Because of Winn-Dixie
Beethoven isn’t the only mischievous dog out there. When young Opal and her father move to a new town in Florida, Opal finds a Berger Picard wreaking havoc inside a Winn-Dixie grocery store. In order to prevent the dog from being sent to the pound, she claims him as her own and names him after the store. Because of Winn-Dixie tells the story of how the lively dog helps Opal make new friends and come to terms with the mother who abandoned her when she was a little girl. Just like the character from the book it’s based on, Winn-Dixie is an example of how one dog can amplify the lives of many different people, even in the face of life’s sadness.
Marley & Me
Lay down, Beethoven. There’s a new bad dog in town and his name is Marley. His story begins when he’s a puppy and follows him as he grows into the always-rambunctious pet of John and Jennifer Grogan, who learn to love him despite his every move resulting in some kind of trouble. Based on a true story, Marley & Me is a relatable crowd-pleaser for dog owners that is as comical as it is sob-inducing. It’s a gut-punch of a reminder to enjoy every moment with your furry friends while you still can. All good things must come to an end, but at least with Marley you can watch his story play out repeatedly in both his debut film and its prequel, Marley & Me: The Puppy Years.
A Dog’s Purpose
If you’ve ever wondered what your purpose in life is, you’re not alone. The main character in A Dog’s Purpose wonders the same thing, only his destiny spans multiple dog breeds, owners, and lifetimes. Voiced by Josh Gad, Bailey is a golden retriever pup on the verge of heatstroke when he’s rescued by a boy named Ethan. His life as Ethan’s dog is only the first part of Bailey’s tale — he’s reincarnated again and again, first as a German Shepherd, then as a corgi, a Landseer, and a St. Bernard/Australian Shepherd mix. When he re-enters Ethan’s life as the latter, the story comes full circle and Bailey’s true purpose is revealed. It’s a film that reminds us of the impact dogs can have in our lives and that their spirits stay with us long after they’re gone.

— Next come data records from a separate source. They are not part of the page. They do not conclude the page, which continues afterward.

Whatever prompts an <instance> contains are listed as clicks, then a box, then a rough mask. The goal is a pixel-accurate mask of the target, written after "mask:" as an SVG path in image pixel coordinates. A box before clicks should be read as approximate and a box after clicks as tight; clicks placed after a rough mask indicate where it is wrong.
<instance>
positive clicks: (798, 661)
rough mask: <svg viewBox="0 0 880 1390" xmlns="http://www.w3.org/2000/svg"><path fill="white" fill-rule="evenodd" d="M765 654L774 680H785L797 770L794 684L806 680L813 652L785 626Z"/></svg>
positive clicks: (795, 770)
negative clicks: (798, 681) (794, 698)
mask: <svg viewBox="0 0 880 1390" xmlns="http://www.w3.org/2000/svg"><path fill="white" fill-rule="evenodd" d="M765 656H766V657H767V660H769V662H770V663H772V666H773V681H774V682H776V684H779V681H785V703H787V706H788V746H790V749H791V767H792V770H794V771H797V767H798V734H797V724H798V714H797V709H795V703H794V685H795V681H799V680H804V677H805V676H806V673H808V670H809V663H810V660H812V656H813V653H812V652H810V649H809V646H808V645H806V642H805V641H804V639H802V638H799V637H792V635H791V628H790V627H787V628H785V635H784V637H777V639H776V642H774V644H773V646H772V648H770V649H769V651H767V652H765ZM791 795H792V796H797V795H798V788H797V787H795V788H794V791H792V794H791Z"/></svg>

The Art of Racing in the Rain
The most recent dog film to tear out our hearts and stomp all over them, The Art of Racing in the Rain is the beautiful tale of a golden retriever named Enzo who knows that he was born to be a race car driver. His life with owner and best friend Denny is charted from start to finish, with Enzo believing that if he prepares himself properly, then he’ll be reincarnated as a racer in his next life. The book on which the film is based is told from Enzo’s perspective, and Kevin Costner’s narration in the film adds an extra heartwarming dimension to the already lovable character. Enzo proves that dogs can teach us a great deal about humanity and that the only way to weather the storms of life is with love in our hearts and our canine pals by our side.